Russian linguist, dialectologist and Slavist (1873-1935)

Nikolai Mikhailovich Karinsky (Николай Михайлович Каринский; Vyatka, Russian Empire, 22 March 1873 – Moscow, Soviet Union, 14 December 1935) was a Russian linguist, dialectologist, Slavist, correspondent member of the Russian Academy of Sciences since 1921, correspondent member of the Academy of Sciences of the USSR since 1925.

He graduated from St. Petersburg University in 1896. He became a professor there seven years later. In 1911 he taught at the Pedagogical Institute, the Institute of History and Philology (1913–1917) at the Pedagogical Institute at Vyatka (1919–1923) and at the State Pedagogical Institute in Moscow (1930–1935). From 1931 he was the head of the Dialektography Commission of the Language and Thought Institute of the USSR.
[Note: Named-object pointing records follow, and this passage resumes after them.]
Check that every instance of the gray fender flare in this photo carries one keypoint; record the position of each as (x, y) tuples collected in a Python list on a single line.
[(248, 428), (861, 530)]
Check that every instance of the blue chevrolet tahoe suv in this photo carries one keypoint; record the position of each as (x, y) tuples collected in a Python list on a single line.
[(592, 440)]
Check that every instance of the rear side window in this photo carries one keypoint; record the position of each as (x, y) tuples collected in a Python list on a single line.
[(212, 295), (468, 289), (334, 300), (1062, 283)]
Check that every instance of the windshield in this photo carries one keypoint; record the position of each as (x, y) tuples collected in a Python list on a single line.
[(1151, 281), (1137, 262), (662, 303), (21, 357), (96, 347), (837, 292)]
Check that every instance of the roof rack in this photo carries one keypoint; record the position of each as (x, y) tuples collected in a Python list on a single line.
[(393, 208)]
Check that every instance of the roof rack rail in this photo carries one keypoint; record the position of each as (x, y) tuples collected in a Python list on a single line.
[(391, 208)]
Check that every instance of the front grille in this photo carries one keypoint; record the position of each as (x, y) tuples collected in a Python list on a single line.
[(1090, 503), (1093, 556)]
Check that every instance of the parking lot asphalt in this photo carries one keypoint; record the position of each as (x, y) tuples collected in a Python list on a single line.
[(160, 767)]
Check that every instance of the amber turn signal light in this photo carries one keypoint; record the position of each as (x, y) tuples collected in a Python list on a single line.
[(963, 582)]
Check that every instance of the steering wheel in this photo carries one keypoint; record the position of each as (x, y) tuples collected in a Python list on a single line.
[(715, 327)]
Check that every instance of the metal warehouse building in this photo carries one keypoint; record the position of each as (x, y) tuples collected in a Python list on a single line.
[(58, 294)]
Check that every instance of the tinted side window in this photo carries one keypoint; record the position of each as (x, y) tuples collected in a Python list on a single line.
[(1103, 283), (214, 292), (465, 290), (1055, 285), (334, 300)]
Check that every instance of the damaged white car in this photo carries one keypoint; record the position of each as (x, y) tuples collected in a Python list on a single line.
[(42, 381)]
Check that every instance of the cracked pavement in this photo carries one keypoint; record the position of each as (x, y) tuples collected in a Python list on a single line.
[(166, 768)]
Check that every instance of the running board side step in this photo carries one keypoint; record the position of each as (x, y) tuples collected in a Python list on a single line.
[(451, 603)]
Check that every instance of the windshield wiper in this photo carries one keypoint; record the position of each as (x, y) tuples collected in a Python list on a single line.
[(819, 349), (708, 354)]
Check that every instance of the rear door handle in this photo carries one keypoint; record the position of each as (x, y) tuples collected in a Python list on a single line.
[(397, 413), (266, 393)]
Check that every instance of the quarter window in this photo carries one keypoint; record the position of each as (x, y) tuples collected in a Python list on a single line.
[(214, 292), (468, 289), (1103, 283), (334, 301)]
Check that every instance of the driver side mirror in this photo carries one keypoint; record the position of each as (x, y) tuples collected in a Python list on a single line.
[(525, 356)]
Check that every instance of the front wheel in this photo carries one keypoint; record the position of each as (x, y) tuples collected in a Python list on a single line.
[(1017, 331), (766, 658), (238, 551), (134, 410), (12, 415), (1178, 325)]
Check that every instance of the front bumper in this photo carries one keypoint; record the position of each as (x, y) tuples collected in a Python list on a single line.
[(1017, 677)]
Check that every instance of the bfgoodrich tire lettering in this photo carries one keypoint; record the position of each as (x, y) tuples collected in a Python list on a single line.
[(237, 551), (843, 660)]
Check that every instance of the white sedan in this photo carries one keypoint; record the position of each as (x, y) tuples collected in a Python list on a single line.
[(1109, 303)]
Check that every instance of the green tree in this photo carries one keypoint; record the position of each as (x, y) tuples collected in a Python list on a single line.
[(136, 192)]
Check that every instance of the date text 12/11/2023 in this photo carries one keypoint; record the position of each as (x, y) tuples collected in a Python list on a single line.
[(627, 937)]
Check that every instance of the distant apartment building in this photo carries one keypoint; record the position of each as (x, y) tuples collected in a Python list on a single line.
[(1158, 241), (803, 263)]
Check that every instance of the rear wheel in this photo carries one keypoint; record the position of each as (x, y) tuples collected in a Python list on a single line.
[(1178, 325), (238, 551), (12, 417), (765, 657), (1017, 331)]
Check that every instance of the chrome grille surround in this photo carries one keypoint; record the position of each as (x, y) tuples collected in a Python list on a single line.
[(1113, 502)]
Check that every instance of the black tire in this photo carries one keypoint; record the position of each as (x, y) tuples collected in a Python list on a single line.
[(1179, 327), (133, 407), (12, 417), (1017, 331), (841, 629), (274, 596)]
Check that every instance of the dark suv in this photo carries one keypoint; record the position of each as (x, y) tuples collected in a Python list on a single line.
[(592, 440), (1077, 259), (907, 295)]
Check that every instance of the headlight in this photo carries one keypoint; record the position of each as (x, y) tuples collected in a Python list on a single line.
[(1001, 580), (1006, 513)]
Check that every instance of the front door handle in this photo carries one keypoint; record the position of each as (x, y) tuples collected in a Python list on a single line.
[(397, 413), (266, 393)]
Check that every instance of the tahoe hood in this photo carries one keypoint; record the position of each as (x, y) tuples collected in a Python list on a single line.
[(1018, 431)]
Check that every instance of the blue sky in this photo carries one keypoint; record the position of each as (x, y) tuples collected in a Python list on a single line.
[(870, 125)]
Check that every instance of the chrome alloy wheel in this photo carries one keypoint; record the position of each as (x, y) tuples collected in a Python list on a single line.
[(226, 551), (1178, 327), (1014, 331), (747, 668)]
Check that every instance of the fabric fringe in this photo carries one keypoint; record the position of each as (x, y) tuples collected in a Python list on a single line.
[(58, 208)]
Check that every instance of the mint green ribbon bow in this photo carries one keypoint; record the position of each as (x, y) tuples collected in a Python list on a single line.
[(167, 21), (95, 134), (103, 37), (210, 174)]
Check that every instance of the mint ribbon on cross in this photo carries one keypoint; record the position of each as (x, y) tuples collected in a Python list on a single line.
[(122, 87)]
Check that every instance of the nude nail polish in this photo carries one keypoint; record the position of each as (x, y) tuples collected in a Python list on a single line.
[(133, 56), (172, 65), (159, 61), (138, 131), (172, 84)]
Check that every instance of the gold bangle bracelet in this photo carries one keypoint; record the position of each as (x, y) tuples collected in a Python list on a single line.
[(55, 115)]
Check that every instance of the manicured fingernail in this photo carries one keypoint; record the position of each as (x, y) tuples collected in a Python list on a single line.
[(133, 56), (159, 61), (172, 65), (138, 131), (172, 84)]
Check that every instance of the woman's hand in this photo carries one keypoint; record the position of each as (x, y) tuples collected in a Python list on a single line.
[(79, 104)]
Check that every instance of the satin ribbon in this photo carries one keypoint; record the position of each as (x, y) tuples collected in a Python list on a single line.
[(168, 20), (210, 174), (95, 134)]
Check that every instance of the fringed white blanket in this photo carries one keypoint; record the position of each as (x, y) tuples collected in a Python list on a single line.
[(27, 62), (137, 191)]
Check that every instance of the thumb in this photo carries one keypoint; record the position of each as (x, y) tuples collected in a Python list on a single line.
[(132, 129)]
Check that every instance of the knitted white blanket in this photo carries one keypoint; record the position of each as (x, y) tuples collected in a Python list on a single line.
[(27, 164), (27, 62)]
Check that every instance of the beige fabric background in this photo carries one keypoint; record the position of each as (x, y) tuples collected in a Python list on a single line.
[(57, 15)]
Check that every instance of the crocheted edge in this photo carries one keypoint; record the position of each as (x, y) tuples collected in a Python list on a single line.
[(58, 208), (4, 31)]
He authored numerous works on the History of Russian and Old Bulgarian Languages, Russian dialects, and Slavic paleography.

When the Saint Petersburg Public Library decided to prepare a folder of their most valuable Slavic manuscripts, Karinsky, a lecturer in paleography at the Archeological Institute, was chosen to select and edit the Slavic material. The folder was published in 1914.